When Should I Stop Watering My Lawn in Hot Weather?
But if you don’t have one, you can place an empty can in your lawn. When you’ve filled up the can to your desired amount, it means you’ve supplied the necessary water.
Meanwhile, there are visual signs you can monitor when you water a lawn in hot weather.
For example, do you see green grass instead of brown, narrow ones?
Then, your lawn is healthy and you’ve watered it correctly despite the hot conditions.
Another good way to check is to probe the soil using a screwdriver. You will know if your lawn is getting a sufficient amount of water each week when you can easily submerge the probe into the soil.
If not, then you can ramp up your watering schedule.
What If I’ve Overwatered My Lawn in Hot Weather?
I understand that the hotter conditions may lead you to think that you have to boost up watering.
While this is true, you must remember that early in the morning is the best time to water a lawn in hot weather.
The ample time will allow your soil to soak up the water, and give it a chance to let the roots take up water as well.
Thus, you shouldn’t worry about overwatering your lawn, not unless you meticulously water it three times a day, which is a big no-no.
Do Not Mow Grass Too Short When Watering Lawn in Hot Weather
Traditionally, you must not clip off more than a third of the length of your grass. You should not cut it often, too.
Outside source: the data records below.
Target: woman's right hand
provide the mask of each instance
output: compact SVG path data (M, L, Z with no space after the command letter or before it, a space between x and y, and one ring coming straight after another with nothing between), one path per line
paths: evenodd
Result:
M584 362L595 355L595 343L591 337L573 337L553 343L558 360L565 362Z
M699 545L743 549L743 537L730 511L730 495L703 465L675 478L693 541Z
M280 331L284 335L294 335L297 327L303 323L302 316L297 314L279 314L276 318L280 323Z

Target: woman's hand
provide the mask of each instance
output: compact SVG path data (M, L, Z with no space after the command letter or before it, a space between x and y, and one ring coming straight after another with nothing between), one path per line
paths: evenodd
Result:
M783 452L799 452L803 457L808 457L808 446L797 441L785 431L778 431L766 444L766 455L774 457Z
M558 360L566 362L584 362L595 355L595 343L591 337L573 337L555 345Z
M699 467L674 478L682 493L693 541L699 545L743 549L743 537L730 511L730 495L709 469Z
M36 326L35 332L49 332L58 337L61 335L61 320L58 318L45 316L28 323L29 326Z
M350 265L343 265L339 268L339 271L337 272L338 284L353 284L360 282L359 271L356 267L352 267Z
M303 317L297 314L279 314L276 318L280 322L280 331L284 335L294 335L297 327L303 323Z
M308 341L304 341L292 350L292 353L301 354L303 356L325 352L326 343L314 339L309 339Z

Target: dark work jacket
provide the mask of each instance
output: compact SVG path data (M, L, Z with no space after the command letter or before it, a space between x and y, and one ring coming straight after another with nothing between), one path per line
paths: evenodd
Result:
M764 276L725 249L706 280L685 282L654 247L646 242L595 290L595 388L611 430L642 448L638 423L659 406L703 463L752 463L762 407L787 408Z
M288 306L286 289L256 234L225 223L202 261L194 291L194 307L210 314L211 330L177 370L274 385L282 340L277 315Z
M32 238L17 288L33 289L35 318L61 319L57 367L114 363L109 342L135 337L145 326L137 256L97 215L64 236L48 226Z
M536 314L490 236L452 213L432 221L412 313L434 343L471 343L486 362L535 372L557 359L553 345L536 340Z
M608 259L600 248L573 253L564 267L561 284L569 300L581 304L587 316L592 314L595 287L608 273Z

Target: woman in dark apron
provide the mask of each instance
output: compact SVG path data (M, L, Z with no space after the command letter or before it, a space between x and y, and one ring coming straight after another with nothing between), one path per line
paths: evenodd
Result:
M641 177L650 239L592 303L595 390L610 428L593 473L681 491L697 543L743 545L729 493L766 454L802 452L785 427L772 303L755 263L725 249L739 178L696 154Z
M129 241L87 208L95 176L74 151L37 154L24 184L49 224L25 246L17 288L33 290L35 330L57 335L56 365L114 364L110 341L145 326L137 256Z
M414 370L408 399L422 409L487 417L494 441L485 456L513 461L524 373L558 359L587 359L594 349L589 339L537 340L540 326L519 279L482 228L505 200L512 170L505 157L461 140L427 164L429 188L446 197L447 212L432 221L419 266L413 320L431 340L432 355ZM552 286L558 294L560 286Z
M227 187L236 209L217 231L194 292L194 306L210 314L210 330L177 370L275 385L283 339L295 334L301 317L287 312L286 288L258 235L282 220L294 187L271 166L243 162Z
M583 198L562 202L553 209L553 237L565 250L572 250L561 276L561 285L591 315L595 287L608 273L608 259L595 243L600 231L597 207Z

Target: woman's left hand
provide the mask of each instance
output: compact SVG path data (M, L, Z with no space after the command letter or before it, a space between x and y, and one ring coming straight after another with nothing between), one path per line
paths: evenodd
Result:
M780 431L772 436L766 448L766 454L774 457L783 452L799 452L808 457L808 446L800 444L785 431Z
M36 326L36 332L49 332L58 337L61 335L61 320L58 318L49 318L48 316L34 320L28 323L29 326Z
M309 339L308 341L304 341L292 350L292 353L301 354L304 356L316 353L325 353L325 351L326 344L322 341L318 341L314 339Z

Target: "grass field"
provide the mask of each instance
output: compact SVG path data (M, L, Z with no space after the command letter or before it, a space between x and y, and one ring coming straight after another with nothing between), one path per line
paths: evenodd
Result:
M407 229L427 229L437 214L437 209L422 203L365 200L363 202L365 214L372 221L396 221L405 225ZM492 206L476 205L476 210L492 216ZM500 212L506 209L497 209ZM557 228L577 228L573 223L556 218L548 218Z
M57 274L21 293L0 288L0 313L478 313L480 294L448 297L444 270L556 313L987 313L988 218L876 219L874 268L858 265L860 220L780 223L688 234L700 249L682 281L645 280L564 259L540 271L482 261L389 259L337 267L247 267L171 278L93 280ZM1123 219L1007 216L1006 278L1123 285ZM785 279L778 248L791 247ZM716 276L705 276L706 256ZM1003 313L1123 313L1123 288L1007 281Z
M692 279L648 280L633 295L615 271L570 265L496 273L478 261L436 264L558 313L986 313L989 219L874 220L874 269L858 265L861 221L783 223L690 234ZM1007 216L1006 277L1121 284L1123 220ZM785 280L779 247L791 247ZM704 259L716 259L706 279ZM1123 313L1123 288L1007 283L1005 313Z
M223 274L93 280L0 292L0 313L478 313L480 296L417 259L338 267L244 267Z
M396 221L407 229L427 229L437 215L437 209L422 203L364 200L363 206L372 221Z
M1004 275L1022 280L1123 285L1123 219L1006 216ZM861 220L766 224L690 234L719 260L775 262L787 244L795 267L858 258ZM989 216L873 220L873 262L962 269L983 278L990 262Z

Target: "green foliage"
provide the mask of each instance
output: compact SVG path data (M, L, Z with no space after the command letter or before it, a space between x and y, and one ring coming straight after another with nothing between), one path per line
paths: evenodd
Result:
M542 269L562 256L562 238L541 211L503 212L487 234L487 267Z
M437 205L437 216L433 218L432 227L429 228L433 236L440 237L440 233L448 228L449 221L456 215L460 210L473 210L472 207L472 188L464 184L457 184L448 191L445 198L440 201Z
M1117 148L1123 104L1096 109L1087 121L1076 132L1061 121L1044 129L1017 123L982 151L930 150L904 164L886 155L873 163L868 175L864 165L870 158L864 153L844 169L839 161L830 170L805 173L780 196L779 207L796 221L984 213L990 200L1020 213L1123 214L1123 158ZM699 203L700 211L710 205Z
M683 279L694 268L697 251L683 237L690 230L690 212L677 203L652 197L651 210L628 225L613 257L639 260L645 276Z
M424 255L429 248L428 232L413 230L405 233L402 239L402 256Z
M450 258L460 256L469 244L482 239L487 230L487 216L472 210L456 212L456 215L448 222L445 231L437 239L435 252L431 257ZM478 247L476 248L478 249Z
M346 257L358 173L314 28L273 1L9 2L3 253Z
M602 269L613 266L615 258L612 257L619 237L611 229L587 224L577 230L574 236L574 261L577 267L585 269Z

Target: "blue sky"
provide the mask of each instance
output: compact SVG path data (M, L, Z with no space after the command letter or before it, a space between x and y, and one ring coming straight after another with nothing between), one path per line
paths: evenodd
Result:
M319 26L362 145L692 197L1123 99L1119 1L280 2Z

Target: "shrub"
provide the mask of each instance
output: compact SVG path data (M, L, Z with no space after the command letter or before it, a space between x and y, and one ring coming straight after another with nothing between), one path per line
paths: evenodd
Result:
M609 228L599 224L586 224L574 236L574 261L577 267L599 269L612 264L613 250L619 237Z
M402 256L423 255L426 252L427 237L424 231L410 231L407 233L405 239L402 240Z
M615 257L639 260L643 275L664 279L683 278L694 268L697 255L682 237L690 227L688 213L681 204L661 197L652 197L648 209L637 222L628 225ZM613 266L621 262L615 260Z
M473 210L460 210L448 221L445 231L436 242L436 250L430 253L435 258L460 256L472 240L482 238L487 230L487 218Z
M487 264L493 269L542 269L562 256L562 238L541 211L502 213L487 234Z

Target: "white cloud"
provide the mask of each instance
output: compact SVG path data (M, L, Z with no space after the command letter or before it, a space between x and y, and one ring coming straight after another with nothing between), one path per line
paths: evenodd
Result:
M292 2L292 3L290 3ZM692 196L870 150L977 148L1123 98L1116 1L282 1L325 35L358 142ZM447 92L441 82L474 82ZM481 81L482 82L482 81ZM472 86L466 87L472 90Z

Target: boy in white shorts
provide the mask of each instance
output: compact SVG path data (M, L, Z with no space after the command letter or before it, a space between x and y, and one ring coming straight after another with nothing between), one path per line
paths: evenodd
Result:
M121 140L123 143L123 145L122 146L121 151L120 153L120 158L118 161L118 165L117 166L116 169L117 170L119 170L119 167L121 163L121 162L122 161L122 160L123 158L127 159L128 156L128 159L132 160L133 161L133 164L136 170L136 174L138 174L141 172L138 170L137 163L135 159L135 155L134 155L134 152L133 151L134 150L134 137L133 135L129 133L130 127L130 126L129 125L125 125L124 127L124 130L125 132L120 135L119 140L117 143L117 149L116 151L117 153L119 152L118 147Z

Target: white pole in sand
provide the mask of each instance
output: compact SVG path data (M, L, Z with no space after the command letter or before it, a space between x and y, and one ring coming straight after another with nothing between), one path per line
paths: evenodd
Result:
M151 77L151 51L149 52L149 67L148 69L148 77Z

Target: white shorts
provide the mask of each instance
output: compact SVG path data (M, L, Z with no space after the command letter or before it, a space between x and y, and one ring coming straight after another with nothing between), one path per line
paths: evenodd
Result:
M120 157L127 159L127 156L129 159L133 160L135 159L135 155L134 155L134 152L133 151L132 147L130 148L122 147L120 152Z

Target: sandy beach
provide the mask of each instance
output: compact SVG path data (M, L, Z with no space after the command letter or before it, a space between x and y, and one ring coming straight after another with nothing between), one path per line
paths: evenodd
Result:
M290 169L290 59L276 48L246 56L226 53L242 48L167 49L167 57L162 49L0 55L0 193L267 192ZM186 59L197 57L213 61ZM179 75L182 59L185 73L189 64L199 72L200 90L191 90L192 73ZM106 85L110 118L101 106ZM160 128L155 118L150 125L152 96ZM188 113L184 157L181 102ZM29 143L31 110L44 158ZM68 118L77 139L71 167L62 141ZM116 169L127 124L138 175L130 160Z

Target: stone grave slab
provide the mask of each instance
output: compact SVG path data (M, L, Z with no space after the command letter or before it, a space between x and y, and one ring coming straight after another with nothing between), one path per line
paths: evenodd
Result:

Furthermore, taller leaves protect the bottom part of the grass from burning due to the hot weather.
Additionally, tall grass slows down evaporation, which is helpful when you water a lawn in hot weather especially in the early morning.
To Sum It Up…
Plants are like humans, they enjoy having a sufficient amount of water. The best time to water a lawn in hot weather is during dawn until the early hours of the morning, or when the sun isn’t fully shining yet.
Remember to focus on your watering when the temperature is low and there’s not much wind.
Lindsey Hyland grew up in Arizona where she attended University of Arizona’s Controlled Environment Agriculture. She has supplemented her formal education by working on various organic farms, including spending a semester abroad in India.
Growing and/or raising just about anything gets her excited. She is especially passionate about environmental justice and low-tech, sustainable ways to better run small-scale farms and homesteads. Lindsey started Urban Organic Yield to discuss gardening tips and tactics.